Verse 17. He casteth forth his ice like morsels. Such are the crumbs of hail which he casts forth, or the crusts of ice which he creates upon the waters. These morsels are his ice, and he casts them abroad. The two expressions indicate a very real presence of God in the phenomena of nature. Who can stand before his cold? None can resist the utmost rigours of cold any more than they can bear the vehemence of heat. God's withdrawals of light are a darkness that may be felt, and his withdrawals of heat are a cold which is absolutely omnipotent. If the Lord, instead of revealing himself as a fire, should adopt the opposite manifestation of cold, he would, in either case, consume us should he put forth all his power. It is ours to submit to deprivations with patience, seeing the cold is his cold. That which God sends, whether it be heat or cold, no man can defy with impunity, but he is happy who bows before it with childlike submission. When we cannot stand before God we will gladly lie at his feet, or nestle under his wings.

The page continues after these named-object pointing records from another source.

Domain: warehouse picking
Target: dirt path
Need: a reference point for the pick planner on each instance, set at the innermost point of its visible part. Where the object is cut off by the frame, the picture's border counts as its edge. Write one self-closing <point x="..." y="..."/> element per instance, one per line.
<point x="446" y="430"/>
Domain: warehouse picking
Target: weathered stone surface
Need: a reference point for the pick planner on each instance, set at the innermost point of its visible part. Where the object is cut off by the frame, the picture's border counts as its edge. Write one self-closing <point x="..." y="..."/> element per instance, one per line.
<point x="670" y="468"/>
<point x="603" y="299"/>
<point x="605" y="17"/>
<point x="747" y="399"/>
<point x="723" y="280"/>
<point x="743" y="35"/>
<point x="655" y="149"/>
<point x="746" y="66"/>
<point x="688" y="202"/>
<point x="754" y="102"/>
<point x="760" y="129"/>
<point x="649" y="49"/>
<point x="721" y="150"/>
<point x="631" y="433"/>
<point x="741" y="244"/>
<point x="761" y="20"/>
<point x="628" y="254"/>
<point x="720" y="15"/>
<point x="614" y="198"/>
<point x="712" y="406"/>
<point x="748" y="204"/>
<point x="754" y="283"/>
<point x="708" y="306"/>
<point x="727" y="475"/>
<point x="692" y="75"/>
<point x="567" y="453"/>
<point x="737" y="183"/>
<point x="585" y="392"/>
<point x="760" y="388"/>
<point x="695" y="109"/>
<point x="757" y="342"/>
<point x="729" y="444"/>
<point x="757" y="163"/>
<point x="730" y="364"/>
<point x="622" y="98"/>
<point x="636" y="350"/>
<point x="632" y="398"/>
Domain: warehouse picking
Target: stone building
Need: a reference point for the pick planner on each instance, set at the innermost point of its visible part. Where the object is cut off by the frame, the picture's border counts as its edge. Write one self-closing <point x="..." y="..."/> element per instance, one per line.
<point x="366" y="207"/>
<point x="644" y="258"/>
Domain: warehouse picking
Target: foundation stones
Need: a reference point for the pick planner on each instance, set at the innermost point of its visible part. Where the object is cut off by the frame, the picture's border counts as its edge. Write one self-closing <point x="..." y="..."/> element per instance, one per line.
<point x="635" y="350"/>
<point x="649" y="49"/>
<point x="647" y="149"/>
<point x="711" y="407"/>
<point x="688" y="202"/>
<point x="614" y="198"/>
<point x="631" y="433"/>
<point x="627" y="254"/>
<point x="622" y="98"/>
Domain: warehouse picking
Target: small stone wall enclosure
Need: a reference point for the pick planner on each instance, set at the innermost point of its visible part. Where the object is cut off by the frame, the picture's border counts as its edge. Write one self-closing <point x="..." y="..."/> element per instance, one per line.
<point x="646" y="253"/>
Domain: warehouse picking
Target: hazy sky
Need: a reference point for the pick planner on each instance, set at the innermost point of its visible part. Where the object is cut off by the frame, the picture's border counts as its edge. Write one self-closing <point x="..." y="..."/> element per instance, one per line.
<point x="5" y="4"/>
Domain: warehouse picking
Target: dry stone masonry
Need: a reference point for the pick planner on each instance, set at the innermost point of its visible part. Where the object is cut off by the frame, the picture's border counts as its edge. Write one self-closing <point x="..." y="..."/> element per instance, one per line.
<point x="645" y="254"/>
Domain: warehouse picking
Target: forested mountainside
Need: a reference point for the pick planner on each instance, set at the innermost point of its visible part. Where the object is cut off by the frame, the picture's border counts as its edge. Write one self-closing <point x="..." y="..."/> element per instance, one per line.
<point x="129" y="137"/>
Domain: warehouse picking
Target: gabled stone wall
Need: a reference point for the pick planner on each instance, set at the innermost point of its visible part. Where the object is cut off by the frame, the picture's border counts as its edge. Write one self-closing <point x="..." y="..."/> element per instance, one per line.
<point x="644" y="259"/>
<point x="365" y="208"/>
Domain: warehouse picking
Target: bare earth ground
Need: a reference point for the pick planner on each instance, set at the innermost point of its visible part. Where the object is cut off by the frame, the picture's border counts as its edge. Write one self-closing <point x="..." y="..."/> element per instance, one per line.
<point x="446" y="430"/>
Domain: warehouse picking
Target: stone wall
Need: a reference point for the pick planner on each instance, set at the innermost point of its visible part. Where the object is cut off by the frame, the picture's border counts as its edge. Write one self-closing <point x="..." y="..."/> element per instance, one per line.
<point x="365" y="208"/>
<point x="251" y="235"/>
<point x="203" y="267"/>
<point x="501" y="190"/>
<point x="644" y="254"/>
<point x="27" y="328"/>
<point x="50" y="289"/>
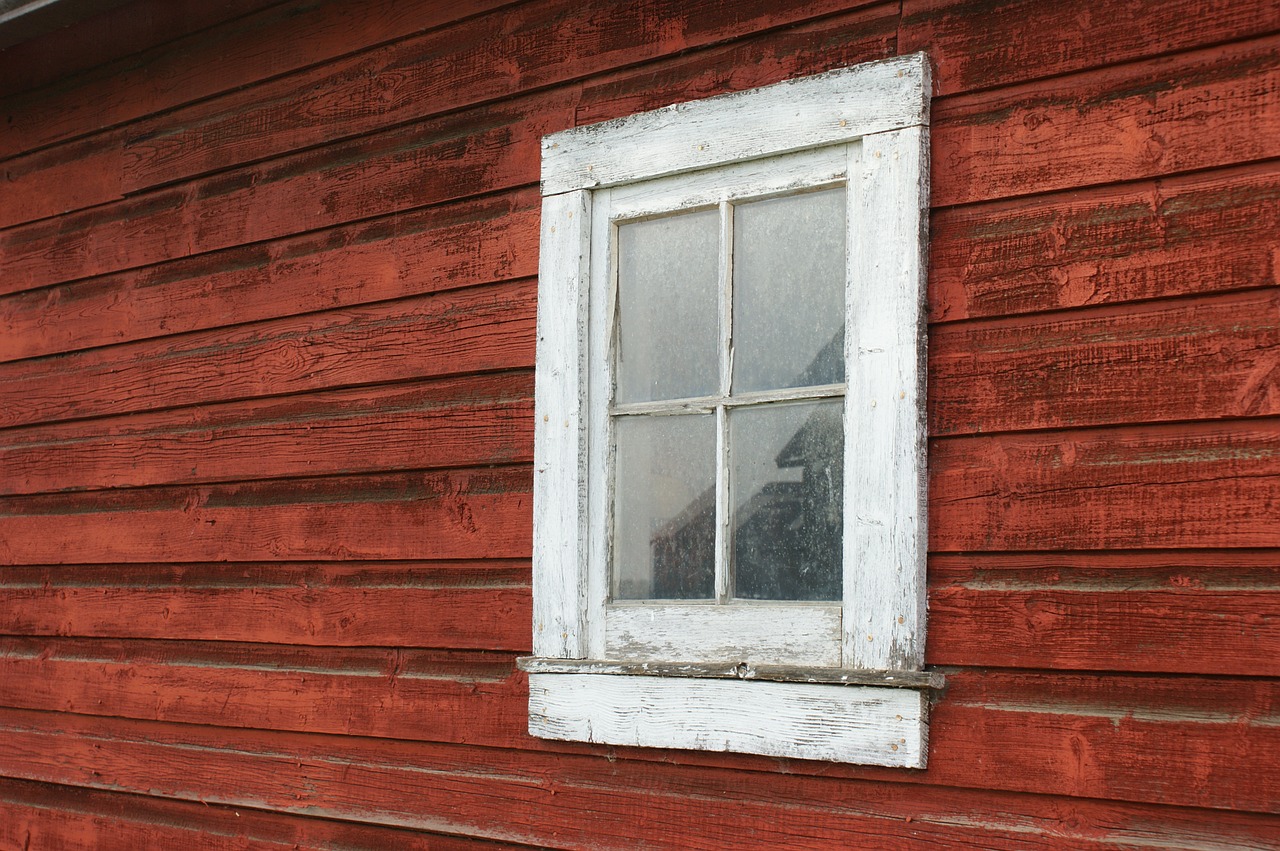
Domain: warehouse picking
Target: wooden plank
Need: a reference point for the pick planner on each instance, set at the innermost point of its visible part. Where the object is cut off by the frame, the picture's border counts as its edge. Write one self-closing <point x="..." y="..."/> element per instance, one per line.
<point x="1200" y="233"/>
<point x="604" y="799"/>
<point x="393" y="516"/>
<point x="446" y="247"/>
<point x="37" y="815"/>
<point x="547" y="42"/>
<point x="885" y="477"/>
<point x="1205" y="109"/>
<point x="1174" y="486"/>
<point x="461" y="155"/>
<point x="447" y="696"/>
<point x="417" y="604"/>
<point x="109" y="36"/>
<point x="928" y="680"/>
<point x="1164" y="361"/>
<point x="755" y="634"/>
<point x="561" y="429"/>
<point x="1210" y="613"/>
<point x="792" y="115"/>
<point x="794" y="719"/>
<point x="286" y="37"/>
<point x="67" y="178"/>
<point x="456" y="422"/>
<point x="977" y="44"/>
<point x="1183" y="741"/>
<point x="864" y="33"/>
<point x="469" y="330"/>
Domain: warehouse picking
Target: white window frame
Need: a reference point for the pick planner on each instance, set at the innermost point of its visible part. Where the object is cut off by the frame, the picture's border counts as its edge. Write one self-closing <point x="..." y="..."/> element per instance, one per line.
<point x="862" y="696"/>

EXPLANATORY NOTES AND QUAINT SAYINGS
Verse 17. He casteth forth his ice like morsels. Or, shivers of bread. It is a worthy saying of one from this text, -- The ice is bread, the rain is drink, the snow is wool, the frost a fire to the earth, causing it inwardly to glow with heat; teaching us what to do for God's poor. --John Trapp.
Verse 17. He casteth forth his ice like morsels. The word here translated "morsels", means, in most of the places where it occurs in the Bible, pieces of bread, exactly the LXX ywmoj; for this very ice, this wintry cold, is profitable to the earth, to fit it for bearing future harvests, and thus it matures the morsels of bread which man will yet win from the soil in due season. --Genebrardus, in Neale and Littledale.
Verse 17. "It is extremely severe", said his sister to Archbishop Leighton one day, speaking of the season. The good man only said in reply, "But thou, O God, hast made summer and winter." --From J.J. Pearson's Life of Archbishop Leighton, 1830.